= Nuño Fernández =

Nuño Fernández (fl. 920–27) was a nobleman of the Kingdom of León. He held both the counties of Burgos (from c. 920) and Castile (from before 926) in the east of the kingdom.

Nuño was probably the brother of Gonzalo Fernández, who was the count of Burgos and Castile until at least 915. Although records are too scarce to be sure, Nuño probably succeeded his brother in Burgos, but not in Castile, where a count named Fernando was in power in 917. A count named Rodrigo Fernández, mentioned in charter of 926, otherwise unknown, may be a younger brother of Nuño's.

According to the Anales Castellanos Primeros, in 912 King García I of León gave three counts the responsibility of repopulating the southern Castilian lands down to the river Duero: Count Gonzalo Téllez of Lantarón, Count Munio Núñez of Castile and Gonzalo Fernández. It is likely that Gonzalo's younger brother Nuño was also involved in this major act of resettlement. Gonzalo was responsible for establishing the towns of Aza, Clunia and San Esteban. It has been suggested that Gonzalo and Nuño had engineered the coup that forced Alfonso III to abdicate and put García on the throne in 910.

In 920, Nuño and two other counts, Fernando Ansúrez and Abolmóndar Albo, along with the latter's son Diego, defied King Ordoño II and refused to participate in a defensive war against the Caliphate of Córdoba. The king summoned them to Tebular (an unidentified location) on the river Carrión and had them imprisoned.

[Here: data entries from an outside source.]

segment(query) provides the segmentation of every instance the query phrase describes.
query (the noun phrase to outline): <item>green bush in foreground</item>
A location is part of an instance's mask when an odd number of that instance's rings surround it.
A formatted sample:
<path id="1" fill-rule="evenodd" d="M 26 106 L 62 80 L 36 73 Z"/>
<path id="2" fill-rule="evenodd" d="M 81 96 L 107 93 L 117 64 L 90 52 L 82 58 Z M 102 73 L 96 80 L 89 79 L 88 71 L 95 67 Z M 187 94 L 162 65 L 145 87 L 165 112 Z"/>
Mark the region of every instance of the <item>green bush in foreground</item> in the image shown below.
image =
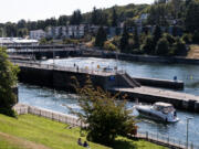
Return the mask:
<path id="1" fill-rule="evenodd" d="M 33 115 L 11 118 L 0 115 L 0 149 L 85 149 L 77 145 L 80 128 Z M 82 137 L 84 141 L 85 138 Z M 88 142 L 91 149 L 111 149 Z M 144 141 L 117 137 L 113 149 L 165 149 Z"/>
<path id="2" fill-rule="evenodd" d="M 88 124 L 87 139 L 94 142 L 111 146 L 118 135 L 126 136 L 136 129 L 136 121 L 126 109 L 126 102 L 116 102 L 109 93 L 102 88 L 94 88 L 88 78 L 84 87 L 76 82 L 78 105 L 83 113 L 74 111 L 78 118 Z"/>

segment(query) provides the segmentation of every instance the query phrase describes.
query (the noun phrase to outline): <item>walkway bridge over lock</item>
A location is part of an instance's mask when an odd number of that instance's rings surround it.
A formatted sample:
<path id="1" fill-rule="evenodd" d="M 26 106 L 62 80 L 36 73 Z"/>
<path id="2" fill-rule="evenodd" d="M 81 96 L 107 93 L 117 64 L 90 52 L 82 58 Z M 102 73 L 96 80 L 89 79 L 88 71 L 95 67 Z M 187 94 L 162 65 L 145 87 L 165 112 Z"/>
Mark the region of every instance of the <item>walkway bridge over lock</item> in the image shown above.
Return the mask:
<path id="1" fill-rule="evenodd" d="M 125 72 L 65 67 L 36 62 L 12 62 L 20 66 L 19 79 L 23 83 L 74 92 L 72 87 L 74 81 L 71 77 L 75 76 L 83 86 L 90 75 L 94 86 L 100 86 L 113 94 L 118 92 L 121 95 L 126 94 L 127 99 L 138 98 L 144 103 L 166 102 L 171 103 L 176 108 L 199 113 L 199 96 L 144 86 Z"/>

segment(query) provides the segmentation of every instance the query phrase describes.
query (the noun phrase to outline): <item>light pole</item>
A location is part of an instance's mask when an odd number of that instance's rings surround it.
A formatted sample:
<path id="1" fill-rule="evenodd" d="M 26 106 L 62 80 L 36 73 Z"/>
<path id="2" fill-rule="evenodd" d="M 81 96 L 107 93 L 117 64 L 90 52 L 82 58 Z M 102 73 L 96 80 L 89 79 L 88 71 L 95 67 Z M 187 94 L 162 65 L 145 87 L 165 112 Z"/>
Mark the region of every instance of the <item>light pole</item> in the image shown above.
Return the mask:
<path id="1" fill-rule="evenodd" d="M 187 141 L 186 141 L 186 149 L 189 147 L 189 120 L 192 119 L 192 117 L 187 117 Z"/>

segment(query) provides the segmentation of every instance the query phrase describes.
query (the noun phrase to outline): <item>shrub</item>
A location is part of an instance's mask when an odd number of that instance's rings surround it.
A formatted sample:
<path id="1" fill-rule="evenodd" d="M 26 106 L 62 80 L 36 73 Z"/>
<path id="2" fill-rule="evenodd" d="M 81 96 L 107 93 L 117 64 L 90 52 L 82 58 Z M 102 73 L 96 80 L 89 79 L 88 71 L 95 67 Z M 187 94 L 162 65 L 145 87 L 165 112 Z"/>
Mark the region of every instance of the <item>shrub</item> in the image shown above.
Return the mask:
<path id="1" fill-rule="evenodd" d="M 74 78 L 74 77 L 73 77 Z M 136 121 L 126 109 L 126 102 L 116 102 L 118 95 L 111 96 L 102 88 L 94 88 L 90 77 L 84 87 L 75 79 L 81 111 L 71 111 L 88 124 L 87 139 L 103 145 L 111 145 L 118 135 L 126 136 L 136 128 Z"/>
<path id="2" fill-rule="evenodd" d="M 117 51 L 117 46 L 115 46 L 111 41 L 106 41 L 104 43 L 104 49 L 108 51 Z"/>
<path id="3" fill-rule="evenodd" d="M 147 35 L 147 38 L 144 41 L 144 44 L 142 45 L 142 50 L 144 53 L 153 54 L 155 51 L 154 43 L 153 43 L 153 36 Z"/>
<path id="4" fill-rule="evenodd" d="M 172 44 L 171 51 L 174 52 L 175 55 L 186 55 L 187 49 L 185 42 L 179 38 L 177 38 L 176 42 Z"/>
<path id="5" fill-rule="evenodd" d="M 166 56 L 169 53 L 169 43 L 167 39 L 161 38 L 156 45 L 156 54 Z"/>
<path id="6" fill-rule="evenodd" d="M 188 33 L 185 33 L 185 34 L 181 36 L 181 40 L 182 40 L 185 43 L 191 43 L 191 42 L 192 42 L 192 35 L 191 35 L 191 34 L 188 34 Z"/>

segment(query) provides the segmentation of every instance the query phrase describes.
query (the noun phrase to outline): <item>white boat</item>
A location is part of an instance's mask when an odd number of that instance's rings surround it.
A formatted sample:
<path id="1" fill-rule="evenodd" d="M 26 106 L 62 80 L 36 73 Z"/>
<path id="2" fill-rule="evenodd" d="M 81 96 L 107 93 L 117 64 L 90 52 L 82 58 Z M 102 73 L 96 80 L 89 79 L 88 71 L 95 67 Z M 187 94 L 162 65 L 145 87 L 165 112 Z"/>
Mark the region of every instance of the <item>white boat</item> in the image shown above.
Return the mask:
<path id="1" fill-rule="evenodd" d="M 176 109 L 171 104 L 159 102 L 155 103 L 153 106 L 136 105 L 135 108 L 140 116 L 148 117 L 155 120 L 161 120 L 165 123 L 176 123 L 179 120 Z"/>

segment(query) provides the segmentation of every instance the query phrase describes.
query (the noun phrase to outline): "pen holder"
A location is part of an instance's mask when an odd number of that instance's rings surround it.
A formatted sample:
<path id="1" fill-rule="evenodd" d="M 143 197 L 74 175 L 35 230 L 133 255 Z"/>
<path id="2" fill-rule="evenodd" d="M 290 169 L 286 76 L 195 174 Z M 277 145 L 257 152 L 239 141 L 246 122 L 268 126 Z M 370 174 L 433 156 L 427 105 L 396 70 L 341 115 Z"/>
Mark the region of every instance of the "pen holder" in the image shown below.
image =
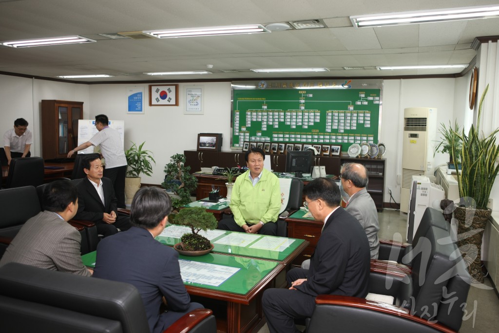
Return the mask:
<path id="1" fill-rule="evenodd" d="M 215 192 L 214 193 L 209 193 L 208 194 L 208 199 L 210 201 L 218 201 L 219 199 L 221 198 L 220 196 L 220 192 Z"/>

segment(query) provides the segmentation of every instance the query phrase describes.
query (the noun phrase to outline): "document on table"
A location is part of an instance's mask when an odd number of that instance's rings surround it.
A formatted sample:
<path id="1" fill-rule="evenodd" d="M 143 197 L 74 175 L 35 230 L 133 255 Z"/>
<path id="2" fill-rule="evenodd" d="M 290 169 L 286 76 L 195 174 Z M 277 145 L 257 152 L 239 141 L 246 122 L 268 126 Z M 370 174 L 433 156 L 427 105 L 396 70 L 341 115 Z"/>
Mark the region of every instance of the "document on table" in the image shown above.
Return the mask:
<path id="1" fill-rule="evenodd" d="M 251 234 L 245 234 L 244 233 L 232 233 L 214 243 L 217 244 L 245 247 L 248 246 L 261 237 L 261 236 L 259 235 L 252 235 Z"/>
<path id="2" fill-rule="evenodd" d="M 215 287 L 221 285 L 241 269 L 184 259 L 179 259 L 179 264 L 184 283 L 193 282 Z"/>
<path id="3" fill-rule="evenodd" d="M 192 230 L 189 227 L 186 226 L 172 225 L 168 228 L 165 228 L 165 230 L 160 234 L 160 236 L 163 237 L 172 237 L 173 238 L 180 238 L 182 235 L 187 233 L 191 233 Z M 224 230 L 207 230 L 203 231 L 201 230 L 198 235 L 206 237 L 211 241 L 214 238 L 216 238 L 221 235 L 223 235 L 226 232 Z"/>
<path id="4" fill-rule="evenodd" d="M 250 248 L 270 250 L 282 252 L 293 242 L 294 242 L 294 239 L 283 237 L 262 237 L 254 244 L 252 244 Z"/>

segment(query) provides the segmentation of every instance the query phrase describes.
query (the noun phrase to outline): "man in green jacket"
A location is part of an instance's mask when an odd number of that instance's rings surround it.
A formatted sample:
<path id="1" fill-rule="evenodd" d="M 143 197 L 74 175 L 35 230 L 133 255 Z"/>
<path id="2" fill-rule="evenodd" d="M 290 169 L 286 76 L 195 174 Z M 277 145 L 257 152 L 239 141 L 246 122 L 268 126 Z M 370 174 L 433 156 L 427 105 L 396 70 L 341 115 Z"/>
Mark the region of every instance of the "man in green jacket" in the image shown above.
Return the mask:
<path id="1" fill-rule="evenodd" d="M 281 207 L 280 187 L 275 175 L 263 168 L 265 153 L 250 148 L 245 156 L 249 170 L 238 177 L 231 197 L 233 215 L 226 215 L 218 229 L 276 236 Z"/>

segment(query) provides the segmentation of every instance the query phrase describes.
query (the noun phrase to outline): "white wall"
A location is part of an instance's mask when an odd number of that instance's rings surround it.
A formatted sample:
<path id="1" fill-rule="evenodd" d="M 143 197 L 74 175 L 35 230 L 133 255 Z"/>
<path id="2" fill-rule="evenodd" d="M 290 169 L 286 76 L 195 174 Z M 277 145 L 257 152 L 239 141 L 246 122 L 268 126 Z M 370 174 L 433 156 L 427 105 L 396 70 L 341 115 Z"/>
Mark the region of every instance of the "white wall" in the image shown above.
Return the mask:
<path id="1" fill-rule="evenodd" d="M 461 104 L 467 101 L 468 78 L 422 78 L 385 80 L 383 90 L 381 135 L 380 141 L 386 146 L 387 194 L 384 201 L 389 201 L 388 189 L 392 189 L 395 201 L 400 202 L 400 185 L 397 175 L 401 173 L 401 139 L 403 132 L 403 110 L 412 107 L 432 107 L 438 109 L 438 123 L 454 121 L 458 117 L 462 125 Z M 143 86 L 146 100 L 144 114 L 128 114 L 126 89 L 133 85 L 86 85 L 64 83 L 0 75 L 1 128 L 3 133 L 13 126 L 13 120 L 23 117 L 35 134 L 32 154 L 41 154 L 39 137 L 39 108 L 42 99 L 62 99 L 83 101 L 84 118 L 93 119 L 104 113 L 111 119 L 125 120 L 125 148 L 130 141 L 146 141 L 145 149 L 154 154 L 156 164 L 151 177 L 144 176 L 142 182 L 161 184 L 164 177 L 165 165 L 174 154 L 196 148 L 199 133 L 222 133 L 222 149 L 230 149 L 231 84 L 230 82 L 203 82 L 204 115 L 184 114 L 186 85 L 179 85 L 179 106 L 149 106 L 147 98 L 148 85 Z M 32 97 L 33 96 L 33 97 Z M 33 107 L 33 101 L 34 107 Z M 455 107 L 455 104 L 460 106 Z M 468 110 L 469 111 L 469 110 Z M 437 154 L 435 165 L 448 161 L 447 155 Z"/>

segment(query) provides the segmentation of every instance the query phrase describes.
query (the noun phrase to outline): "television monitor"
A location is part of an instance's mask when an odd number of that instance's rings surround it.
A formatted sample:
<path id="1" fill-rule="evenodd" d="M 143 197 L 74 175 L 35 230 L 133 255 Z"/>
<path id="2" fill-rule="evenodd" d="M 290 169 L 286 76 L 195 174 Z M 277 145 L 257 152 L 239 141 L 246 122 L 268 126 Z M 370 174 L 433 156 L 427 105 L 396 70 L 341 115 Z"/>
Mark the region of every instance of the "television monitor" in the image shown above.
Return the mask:
<path id="1" fill-rule="evenodd" d="M 313 166 L 313 152 L 288 150 L 286 154 L 286 172 L 294 173 L 294 176 L 301 178 L 303 173 L 310 173 Z"/>

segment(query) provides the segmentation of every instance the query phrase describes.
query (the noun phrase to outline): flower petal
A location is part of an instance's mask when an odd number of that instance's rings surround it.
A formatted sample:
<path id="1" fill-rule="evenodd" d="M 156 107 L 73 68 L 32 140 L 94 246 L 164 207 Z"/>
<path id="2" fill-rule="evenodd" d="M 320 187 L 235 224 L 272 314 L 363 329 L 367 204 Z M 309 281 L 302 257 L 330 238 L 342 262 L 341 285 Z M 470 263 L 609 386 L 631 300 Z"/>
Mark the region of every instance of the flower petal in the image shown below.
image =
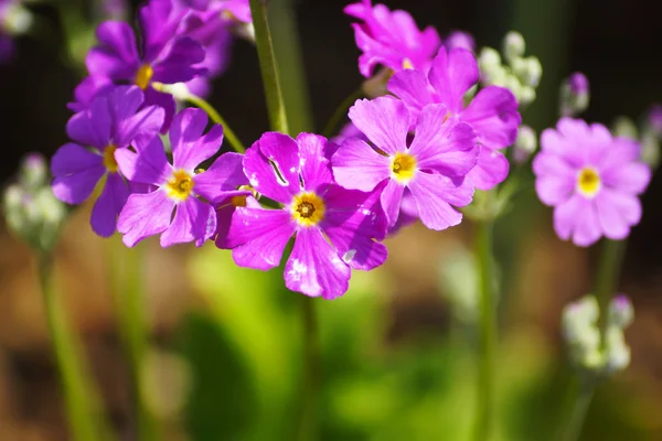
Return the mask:
<path id="1" fill-rule="evenodd" d="M 162 190 L 147 194 L 131 194 L 117 219 L 121 240 L 132 247 L 148 236 L 164 232 L 170 226 L 174 202 Z"/>
<path id="2" fill-rule="evenodd" d="M 420 112 L 409 153 L 419 170 L 463 176 L 476 166 L 479 150 L 471 126 L 448 118 L 446 106 L 431 104 Z"/>
<path id="3" fill-rule="evenodd" d="M 216 203 L 225 198 L 227 192 L 237 190 L 239 185 L 248 185 L 244 174 L 244 155 L 224 153 L 206 171 L 193 176 L 193 191 L 205 200 Z"/>
<path id="4" fill-rule="evenodd" d="M 221 149 L 223 126 L 214 125 L 203 137 L 207 121 L 206 112 L 201 109 L 186 108 L 177 114 L 170 126 L 172 164 L 175 169 L 193 171 Z"/>
<path id="5" fill-rule="evenodd" d="M 492 150 L 512 146 L 522 122 L 515 96 L 499 86 L 481 89 L 460 118 L 473 127 L 478 142 Z"/>
<path id="6" fill-rule="evenodd" d="M 161 235 L 161 246 L 195 241 L 202 247 L 216 232 L 216 212 L 210 204 L 188 197 L 177 204 L 172 224 Z"/>
<path id="7" fill-rule="evenodd" d="M 237 207 L 226 245 L 234 248 L 232 257 L 239 267 L 268 270 L 280 263 L 293 234 L 291 215 L 284 209 Z"/>
<path id="8" fill-rule="evenodd" d="M 452 180 L 441 174 L 417 173 L 409 183 L 409 190 L 416 200 L 420 222 L 436 230 L 458 225 L 462 214 L 453 205 L 468 205 L 473 191 L 466 186 L 456 186 Z"/>
<path id="9" fill-rule="evenodd" d="M 55 197 L 67 204 L 81 204 L 94 192 L 106 168 L 98 154 L 68 143 L 53 155 L 51 172 L 55 176 L 52 184 Z"/>
<path id="10" fill-rule="evenodd" d="M 300 172 L 303 189 L 314 191 L 320 185 L 333 183 L 333 174 L 329 162 L 329 150 L 334 146 L 327 138 L 313 133 L 301 133 L 297 137 L 299 144 Z"/>
<path id="11" fill-rule="evenodd" d="M 317 228 L 297 233 L 295 248 L 285 266 L 285 286 L 310 297 L 335 299 L 348 291 L 350 267 Z"/>
<path id="12" fill-rule="evenodd" d="M 380 97 L 357 99 L 350 108 L 350 119 L 367 139 L 388 154 L 405 151 L 409 131 L 409 110 L 399 99 Z"/>
<path id="13" fill-rule="evenodd" d="M 163 185 L 172 174 L 172 168 L 166 158 L 163 141 L 153 137 L 149 142 L 143 142 L 149 137 L 139 137 L 138 152 L 129 149 L 117 149 L 115 160 L 121 174 L 129 181 L 141 184 Z M 145 144 L 143 144 L 145 143 Z"/>
<path id="14" fill-rule="evenodd" d="M 332 185 L 324 194 L 327 211 L 320 228 L 354 269 L 371 270 L 384 263 L 386 247 L 373 239 L 386 235 L 380 192 L 363 193 Z"/>
<path id="15" fill-rule="evenodd" d="M 437 100 L 457 114 L 462 110 L 462 98 L 467 90 L 478 83 L 478 62 L 471 51 L 457 47 L 447 52 L 442 46 L 433 62 L 428 78 L 437 93 Z"/>
<path id="16" fill-rule="evenodd" d="M 94 233 L 110 237 L 117 226 L 117 216 L 129 197 L 129 186 L 117 173 L 108 173 L 102 195 L 92 208 L 89 223 Z"/>
<path id="17" fill-rule="evenodd" d="M 389 159 L 359 138 L 345 139 L 331 157 L 331 164 L 335 182 L 345 189 L 372 192 L 391 176 Z"/>

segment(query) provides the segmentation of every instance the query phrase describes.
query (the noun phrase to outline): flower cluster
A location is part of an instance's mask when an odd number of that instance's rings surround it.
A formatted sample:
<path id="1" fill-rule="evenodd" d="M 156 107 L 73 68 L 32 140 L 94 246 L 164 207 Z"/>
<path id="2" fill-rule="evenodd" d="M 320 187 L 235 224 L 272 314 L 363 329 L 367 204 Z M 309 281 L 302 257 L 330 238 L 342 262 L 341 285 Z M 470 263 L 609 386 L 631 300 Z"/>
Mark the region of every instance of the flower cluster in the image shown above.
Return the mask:
<path id="1" fill-rule="evenodd" d="M 521 122 L 515 97 L 490 86 L 467 99 L 480 77 L 469 36 L 453 34 L 447 49 L 403 11 L 370 1 L 346 11 L 363 20 L 361 71 L 395 72 L 391 95 L 357 100 L 339 143 L 266 132 L 245 154 L 220 157 L 223 127 L 207 130 L 200 109 L 177 112 L 162 92 L 171 87 L 154 84 L 193 87 L 217 73 L 226 22 L 248 22 L 247 2 L 151 0 L 139 40 L 126 22 L 100 24 L 72 105 L 72 142 L 52 161 L 54 194 L 79 204 L 103 180 L 92 227 L 119 232 L 129 247 L 153 235 L 163 247 L 214 240 L 237 265 L 267 270 L 293 238 L 286 286 L 327 299 L 348 290 L 351 269 L 385 261 L 387 233 L 418 218 L 435 230 L 458 225 L 474 190 L 508 174 L 501 150 Z"/>

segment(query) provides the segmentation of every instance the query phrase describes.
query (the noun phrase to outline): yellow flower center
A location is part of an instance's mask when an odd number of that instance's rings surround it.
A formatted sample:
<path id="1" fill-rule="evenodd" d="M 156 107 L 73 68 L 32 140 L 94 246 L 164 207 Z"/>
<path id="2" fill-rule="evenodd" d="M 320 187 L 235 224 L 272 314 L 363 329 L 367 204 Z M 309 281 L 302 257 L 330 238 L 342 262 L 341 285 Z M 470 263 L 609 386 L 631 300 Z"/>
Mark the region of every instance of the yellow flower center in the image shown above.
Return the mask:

Although Nuño was a count at the time of his imprisonment, his county is not named in contemporary sources. It was probably Burgos. The earliest surviving document to name him as count of Burgos is from the archives of the monastery of San Pedro de Cardeña and is dated 13 September 922, after his release from prison. Another document from San Pedro dated 25 February 926, early in the reign of Alfonso IV, shows that Nuño had acquired the county of Castile at some point after 922. A document of 26 March 927 recording a court case involving the monastery of Santa María del Puerto in the port of Santoña is dated to the reign of Count Nuño and King Alfonso Fróilaz. This Alfonso, a cousin of Alfonso IV, was ruling the north of the kingdom apparently with his cousin's support.

Nuño is not mentioned after 927. He was replaced as count of Castile by Fernando Ansúrez, who was in power by 1 October 929 at the latest. The next known count of Burgos was Gutier Núñez, recorded on 1 March 931. He was probably Nuño's son and successor. The counties, divided after Gonzalo's death, were thus reunited under Nuño and divided again at his death.